In silico analysis for determining the deleterious nonsynonymous single nucleotide polymorphisms of BRCA genes

Abstract

Recent advances in DNA sequencing techniques have led to an increase in the identification of single nucleotide polymorphisms (SNPs) in BRCA1 and BRCA2 genes, but no further information regarding the deleterious probability of many of them is available (Variants of Unknown Significance/VUS). As a result, in the current study, different sequence- and structure-based computational tools including SIFT, PolyPhen2, PANTHER, SNPs&GO, FATHMM, SNAP, PhD-SNP, Align-GVGD, and I-Mutant were utilized for determining how resulted BRCA protein is affected by corresponding missense mutations. FoldX was used to estimate mutational effects on the structural stability of BRCA proteins. Variants were considered extremely deleterious only when all tools predicted them to be deleterious. A total of 10 VUSs in BRCA1 (Cys39Ser, Cys64Gly, Phe861Cys, Arg1699Pro, Trp1718Cys, Phe1761Ser, Gly1788Asp, Val1804Gly, Trp1837Gly, and Trp1837Cys) and 12 in BRCA2 (Leu2510Pro, Asp2611Gly, Tyr2660Asp, Leu2686Pro, Leu2688Pro, Tyr2726Cys, Leu2792Pro, Gly2812Glu, Gly2813Glu, Arg2842Cys, Asp3073Gly, and Gly3076Val) were considered as extremely deleterious. Results suggested that deleterious variants were mostly enriched in the N- and C-terminal domain of the BRCA1 and BRCA2 C-terminus. Utilizing evolutionary conservation analysis, we demonstrated that the majority of deleterious SNPs ensue in highly conserved regions of BRCA genes. Furthermore, utilizing FoldX, we demonstrated that alterations in the function of proteins are not always together with stability alterations.
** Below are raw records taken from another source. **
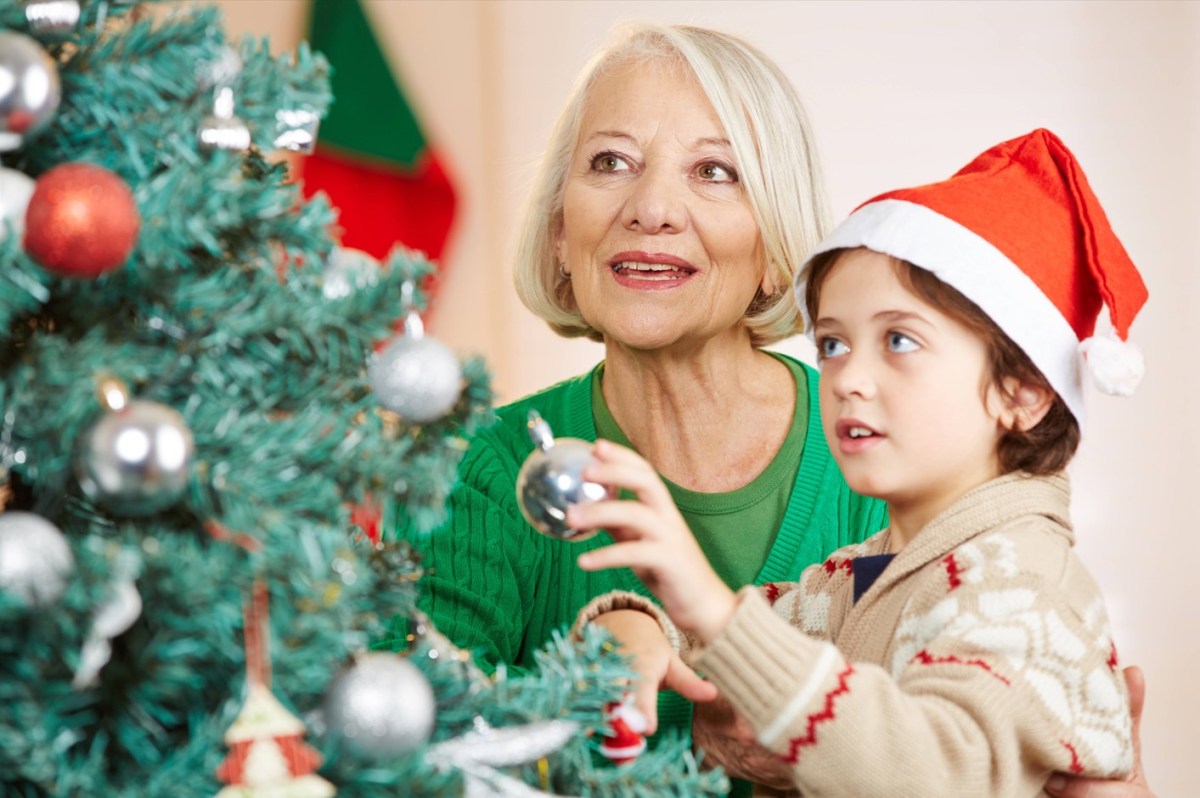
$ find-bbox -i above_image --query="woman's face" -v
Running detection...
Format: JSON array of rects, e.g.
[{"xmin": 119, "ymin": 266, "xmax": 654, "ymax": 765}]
[{"xmin": 558, "ymin": 62, "xmax": 772, "ymax": 349}]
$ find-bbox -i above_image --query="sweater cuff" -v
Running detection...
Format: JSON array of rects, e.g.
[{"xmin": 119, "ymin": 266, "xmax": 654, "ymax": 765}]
[
  {"xmin": 571, "ymin": 590, "xmax": 680, "ymax": 654},
  {"xmin": 695, "ymin": 587, "xmax": 845, "ymax": 748}
]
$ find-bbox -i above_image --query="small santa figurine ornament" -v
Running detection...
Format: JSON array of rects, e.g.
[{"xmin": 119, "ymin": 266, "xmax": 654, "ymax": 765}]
[{"xmin": 600, "ymin": 692, "xmax": 648, "ymax": 764}]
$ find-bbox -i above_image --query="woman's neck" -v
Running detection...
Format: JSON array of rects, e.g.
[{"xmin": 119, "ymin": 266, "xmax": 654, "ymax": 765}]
[{"xmin": 601, "ymin": 340, "xmax": 796, "ymax": 493}]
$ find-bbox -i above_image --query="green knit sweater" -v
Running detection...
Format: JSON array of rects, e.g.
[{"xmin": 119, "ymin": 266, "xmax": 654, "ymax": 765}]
[{"xmin": 396, "ymin": 355, "xmax": 886, "ymax": 731}]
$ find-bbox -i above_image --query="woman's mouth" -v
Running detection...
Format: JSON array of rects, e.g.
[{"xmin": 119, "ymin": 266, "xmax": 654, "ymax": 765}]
[{"xmin": 608, "ymin": 252, "xmax": 698, "ymax": 288}]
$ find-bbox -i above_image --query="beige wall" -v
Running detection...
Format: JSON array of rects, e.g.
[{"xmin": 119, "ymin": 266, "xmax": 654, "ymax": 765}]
[{"xmin": 220, "ymin": 0, "xmax": 1200, "ymax": 796}]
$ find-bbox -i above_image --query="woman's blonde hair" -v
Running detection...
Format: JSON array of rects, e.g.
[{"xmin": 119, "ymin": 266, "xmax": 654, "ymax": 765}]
[{"xmin": 514, "ymin": 22, "xmax": 829, "ymax": 346}]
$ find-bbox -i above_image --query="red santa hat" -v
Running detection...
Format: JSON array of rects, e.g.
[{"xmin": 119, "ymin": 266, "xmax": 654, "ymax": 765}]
[{"xmin": 797, "ymin": 130, "xmax": 1147, "ymax": 426}]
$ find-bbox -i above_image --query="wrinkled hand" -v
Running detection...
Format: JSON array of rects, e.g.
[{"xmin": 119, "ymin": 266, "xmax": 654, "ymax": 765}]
[
  {"xmin": 566, "ymin": 440, "xmax": 737, "ymax": 643},
  {"xmin": 1045, "ymin": 665, "xmax": 1154, "ymax": 798},
  {"xmin": 592, "ymin": 610, "xmax": 716, "ymax": 736},
  {"xmin": 691, "ymin": 698, "xmax": 794, "ymax": 790}
]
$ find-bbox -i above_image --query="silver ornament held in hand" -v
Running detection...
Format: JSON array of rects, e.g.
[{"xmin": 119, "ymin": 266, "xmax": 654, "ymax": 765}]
[
  {"xmin": 76, "ymin": 401, "xmax": 193, "ymax": 516},
  {"xmin": 323, "ymin": 653, "xmax": 437, "ymax": 758},
  {"xmin": 0, "ymin": 30, "xmax": 62, "ymax": 152},
  {"xmin": 368, "ymin": 300, "xmax": 462, "ymax": 424},
  {"xmin": 0, "ymin": 511, "xmax": 74, "ymax": 606},
  {"xmin": 517, "ymin": 410, "xmax": 616, "ymax": 541}
]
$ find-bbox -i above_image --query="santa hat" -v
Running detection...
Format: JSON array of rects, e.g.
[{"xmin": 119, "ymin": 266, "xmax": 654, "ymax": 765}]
[{"xmin": 797, "ymin": 130, "xmax": 1147, "ymax": 426}]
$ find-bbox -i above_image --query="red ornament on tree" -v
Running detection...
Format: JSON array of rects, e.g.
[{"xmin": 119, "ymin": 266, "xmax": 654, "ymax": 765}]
[
  {"xmin": 24, "ymin": 163, "xmax": 142, "ymax": 278},
  {"xmin": 600, "ymin": 694, "xmax": 648, "ymax": 764}
]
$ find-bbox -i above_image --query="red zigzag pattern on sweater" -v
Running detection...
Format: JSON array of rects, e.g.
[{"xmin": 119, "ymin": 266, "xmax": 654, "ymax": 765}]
[{"xmin": 780, "ymin": 662, "xmax": 854, "ymax": 764}]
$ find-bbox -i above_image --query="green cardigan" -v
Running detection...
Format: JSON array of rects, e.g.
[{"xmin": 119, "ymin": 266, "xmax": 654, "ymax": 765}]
[{"xmin": 396, "ymin": 355, "xmax": 886, "ymax": 732}]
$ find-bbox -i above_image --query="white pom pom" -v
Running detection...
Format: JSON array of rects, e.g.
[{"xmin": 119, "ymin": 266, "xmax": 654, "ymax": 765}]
[{"xmin": 1079, "ymin": 334, "xmax": 1146, "ymax": 396}]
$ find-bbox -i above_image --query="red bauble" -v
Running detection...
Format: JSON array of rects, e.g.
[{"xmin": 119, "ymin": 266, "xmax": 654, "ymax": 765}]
[{"xmin": 24, "ymin": 163, "xmax": 142, "ymax": 277}]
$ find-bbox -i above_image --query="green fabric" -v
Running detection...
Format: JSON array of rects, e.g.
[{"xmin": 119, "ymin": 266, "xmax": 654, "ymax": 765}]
[
  {"xmin": 391, "ymin": 355, "xmax": 886, "ymax": 792},
  {"xmin": 308, "ymin": 0, "xmax": 426, "ymax": 168},
  {"xmin": 592, "ymin": 353, "xmax": 809, "ymax": 590}
]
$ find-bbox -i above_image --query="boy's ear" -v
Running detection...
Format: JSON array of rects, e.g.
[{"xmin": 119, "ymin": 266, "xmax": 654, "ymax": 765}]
[{"xmin": 1000, "ymin": 377, "xmax": 1055, "ymax": 432}]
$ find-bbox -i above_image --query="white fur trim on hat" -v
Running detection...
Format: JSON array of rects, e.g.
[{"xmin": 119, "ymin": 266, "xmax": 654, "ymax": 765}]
[
  {"xmin": 797, "ymin": 199, "xmax": 1084, "ymax": 427},
  {"xmin": 1079, "ymin": 334, "xmax": 1146, "ymax": 396}
]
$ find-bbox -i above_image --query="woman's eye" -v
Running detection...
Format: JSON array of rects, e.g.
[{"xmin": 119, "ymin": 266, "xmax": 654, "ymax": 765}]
[
  {"xmin": 696, "ymin": 162, "xmax": 738, "ymax": 182},
  {"xmin": 592, "ymin": 152, "xmax": 629, "ymax": 172},
  {"xmin": 817, "ymin": 338, "xmax": 850, "ymax": 360},
  {"xmin": 888, "ymin": 332, "xmax": 920, "ymax": 352}
]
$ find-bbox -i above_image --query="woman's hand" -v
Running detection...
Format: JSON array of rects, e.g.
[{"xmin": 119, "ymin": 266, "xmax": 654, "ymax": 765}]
[
  {"xmin": 592, "ymin": 610, "xmax": 716, "ymax": 736},
  {"xmin": 566, "ymin": 440, "xmax": 737, "ymax": 643},
  {"xmin": 1045, "ymin": 665, "xmax": 1154, "ymax": 798}
]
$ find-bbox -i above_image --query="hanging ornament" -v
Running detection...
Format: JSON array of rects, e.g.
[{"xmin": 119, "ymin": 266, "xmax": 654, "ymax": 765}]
[
  {"xmin": 275, "ymin": 108, "xmax": 320, "ymax": 155},
  {"xmin": 71, "ymin": 548, "xmax": 142, "ymax": 690},
  {"xmin": 425, "ymin": 718, "xmax": 578, "ymax": 798},
  {"xmin": 320, "ymin": 247, "xmax": 379, "ymax": 299},
  {"xmin": 196, "ymin": 86, "xmax": 250, "ymax": 152},
  {"xmin": 0, "ymin": 167, "xmax": 34, "ymax": 241},
  {"xmin": 0, "ymin": 30, "xmax": 61, "ymax": 152},
  {"xmin": 368, "ymin": 281, "xmax": 462, "ymax": 424},
  {"xmin": 324, "ymin": 652, "xmax": 436, "ymax": 758},
  {"xmin": 76, "ymin": 378, "xmax": 193, "ymax": 516},
  {"xmin": 517, "ymin": 410, "xmax": 616, "ymax": 541},
  {"xmin": 24, "ymin": 163, "xmax": 142, "ymax": 278},
  {"xmin": 25, "ymin": 0, "xmax": 79, "ymax": 38},
  {"xmin": 0, "ymin": 510, "xmax": 74, "ymax": 607},
  {"xmin": 600, "ymin": 692, "xmax": 648, "ymax": 764},
  {"xmin": 216, "ymin": 580, "xmax": 335, "ymax": 798}
]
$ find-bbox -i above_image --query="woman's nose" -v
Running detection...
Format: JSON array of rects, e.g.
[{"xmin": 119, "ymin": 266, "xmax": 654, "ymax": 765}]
[{"xmin": 620, "ymin": 164, "xmax": 688, "ymax": 233}]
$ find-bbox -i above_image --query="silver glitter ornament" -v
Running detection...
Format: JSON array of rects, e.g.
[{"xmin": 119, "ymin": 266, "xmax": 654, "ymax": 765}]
[
  {"xmin": 517, "ymin": 410, "xmax": 616, "ymax": 541},
  {"xmin": 324, "ymin": 653, "xmax": 437, "ymax": 758},
  {"xmin": 0, "ymin": 30, "xmax": 62, "ymax": 152},
  {"xmin": 275, "ymin": 108, "xmax": 320, "ymax": 155},
  {"xmin": 76, "ymin": 386, "xmax": 193, "ymax": 516},
  {"xmin": 368, "ymin": 300, "xmax": 462, "ymax": 424},
  {"xmin": 0, "ymin": 167, "xmax": 34, "ymax": 240},
  {"xmin": 196, "ymin": 86, "xmax": 250, "ymax": 152},
  {"xmin": 0, "ymin": 511, "xmax": 74, "ymax": 606},
  {"xmin": 320, "ymin": 247, "xmax": 379, "ymax": 299},
  {"xmin": 25, "ymin": 0, "xmax": 79, "ymax": 38}
]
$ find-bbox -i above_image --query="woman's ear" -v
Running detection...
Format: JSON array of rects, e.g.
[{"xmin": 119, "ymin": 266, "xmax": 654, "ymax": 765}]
[{"xmin": 1000, "ymin": 377, "xmax": 1055, "ymax": 432}]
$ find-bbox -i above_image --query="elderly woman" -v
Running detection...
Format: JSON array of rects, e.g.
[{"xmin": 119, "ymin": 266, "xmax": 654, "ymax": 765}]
[{"xmin": 391, "ymin": 23, "xmax": 1136, "ymax": 794}]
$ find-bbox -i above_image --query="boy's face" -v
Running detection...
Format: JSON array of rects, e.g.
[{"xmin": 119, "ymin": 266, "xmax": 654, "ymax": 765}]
[{"xmin": 815, "ymin": 250, "xmax": 1003, "ymax": 535}]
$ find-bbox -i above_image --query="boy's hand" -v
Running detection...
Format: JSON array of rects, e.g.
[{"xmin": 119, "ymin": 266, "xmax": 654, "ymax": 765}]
[
  {"xmin": 566, "ymin": 440, "xmax": 737, "ymax": 643},
  {"xmin": 592, "ymin": 610, "xmax": 716, "ymax": 737}
]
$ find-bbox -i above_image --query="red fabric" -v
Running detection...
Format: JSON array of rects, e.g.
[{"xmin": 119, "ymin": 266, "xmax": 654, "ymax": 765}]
[
  {"xmin": 301, "ymin": 144, "xmax": 456, "ymax": 260},
  {"xmin": 782, "ymin": 662, "xmax": 854, "ymax": 764},
  {"xmin": 864, "ymin": 128, "xmax": 1148, "ymax": 341}
]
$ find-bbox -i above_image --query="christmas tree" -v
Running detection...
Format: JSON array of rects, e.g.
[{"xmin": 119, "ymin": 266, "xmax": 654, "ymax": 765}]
[{"xmin": 0, "ymin": 0, "xmax": 726, "ymax": 797}]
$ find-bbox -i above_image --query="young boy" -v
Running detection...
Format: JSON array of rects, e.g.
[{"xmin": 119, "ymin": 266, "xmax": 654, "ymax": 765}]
[{"xmin": 569, "ymin": 130, "xmax": 1146, "ymax": 797}]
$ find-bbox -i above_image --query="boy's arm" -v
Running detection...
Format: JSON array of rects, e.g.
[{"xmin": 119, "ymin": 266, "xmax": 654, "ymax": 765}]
[{"xmin": 696, "ymin": 584, "xmax": 1132, "ymax": 798}]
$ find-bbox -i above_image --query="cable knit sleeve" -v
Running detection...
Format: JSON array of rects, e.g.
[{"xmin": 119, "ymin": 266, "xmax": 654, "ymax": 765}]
[{"xmin": 696, "ymin": 536, "xmax": 1132, "ymax": 798}]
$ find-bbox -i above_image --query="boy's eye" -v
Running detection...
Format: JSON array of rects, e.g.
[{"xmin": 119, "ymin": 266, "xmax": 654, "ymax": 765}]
[
  {"xmin": 592, "ymin": 152, "xmax": 629, "ymax": 172},
  {"xmin": 696, "ymin": 161, "xmax": 738, "ymax": 182},
  {"xmin": 888, "ymin": 332, "xmax": 920, "ymax": 352},
  {"xmin": 817, "ymin": 338, "xmax": 850, "ymax": 360}
]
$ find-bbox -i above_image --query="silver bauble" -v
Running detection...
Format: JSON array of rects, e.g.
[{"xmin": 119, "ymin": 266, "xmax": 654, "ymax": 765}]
[
  {"xmin": 76, "ymin": 401, "xmax": 193, "ymax": 516},
  {"xmin": 320, "ymin": 247, "xmax": 379, "ymax": 299},
  {"xmin": 370, "ymin": 335, "xmax": 462, "ymax": 424},
  {"xmin": 0, "ymin": 167, "xmax": 34, "ymax": 240},
  {"xmin": 0, "ymin": 511, "xmax": 74, "ymax": 606},
  {"xmin": 196, "ymin": 86, "xmax": 251, "ymax": 152},
  {"xmin": 517, "ymin": 410, "xmax": 616, "ymax": 541},
  {"xmin": 324, "ymin": 653, "xmax": 437, "ymax": 758},
  {"xmin": 0, "ymin": 30, "xmax": 62, "ymax": 152}
]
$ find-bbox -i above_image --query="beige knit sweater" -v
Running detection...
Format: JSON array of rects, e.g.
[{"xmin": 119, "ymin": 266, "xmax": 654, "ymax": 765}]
[{"xmin": 581, "ymin": 474, "xmax": 1133, "ymax": 798}]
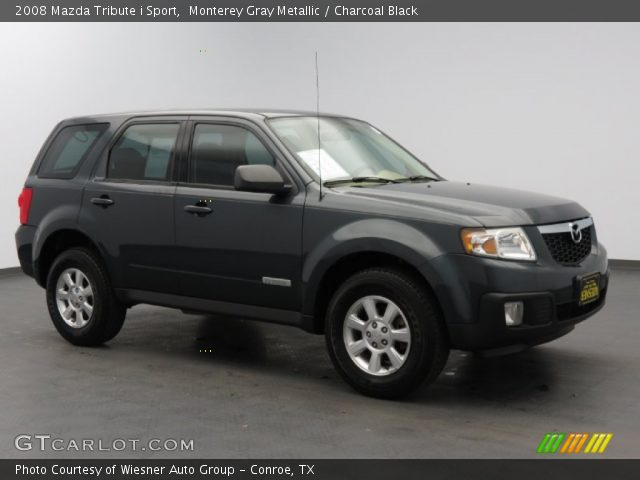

Keywords: BRCA genes; SNPs; computational tools; evolutionary analysis.

Figure 1

Flow chart for computational analysis of SNPs in this study

Figure 2

Distribution of predicted nsSNPs in BRCA1 (A) and BRCA2 (B) genes.

Figure 3

The quality assessment of the model generated with modeller. A) Ramachandran plot analysis of modeled BRCA2 structure generated by PROCHECK B) Comparison of model (pink) and crystal structure of mouse BRCA2 (green)

Figure 4

VUSs are predicted to destabilize the tertiary structure of BRCA1 (A) and BRCA2 (B) and so, considered deleterious.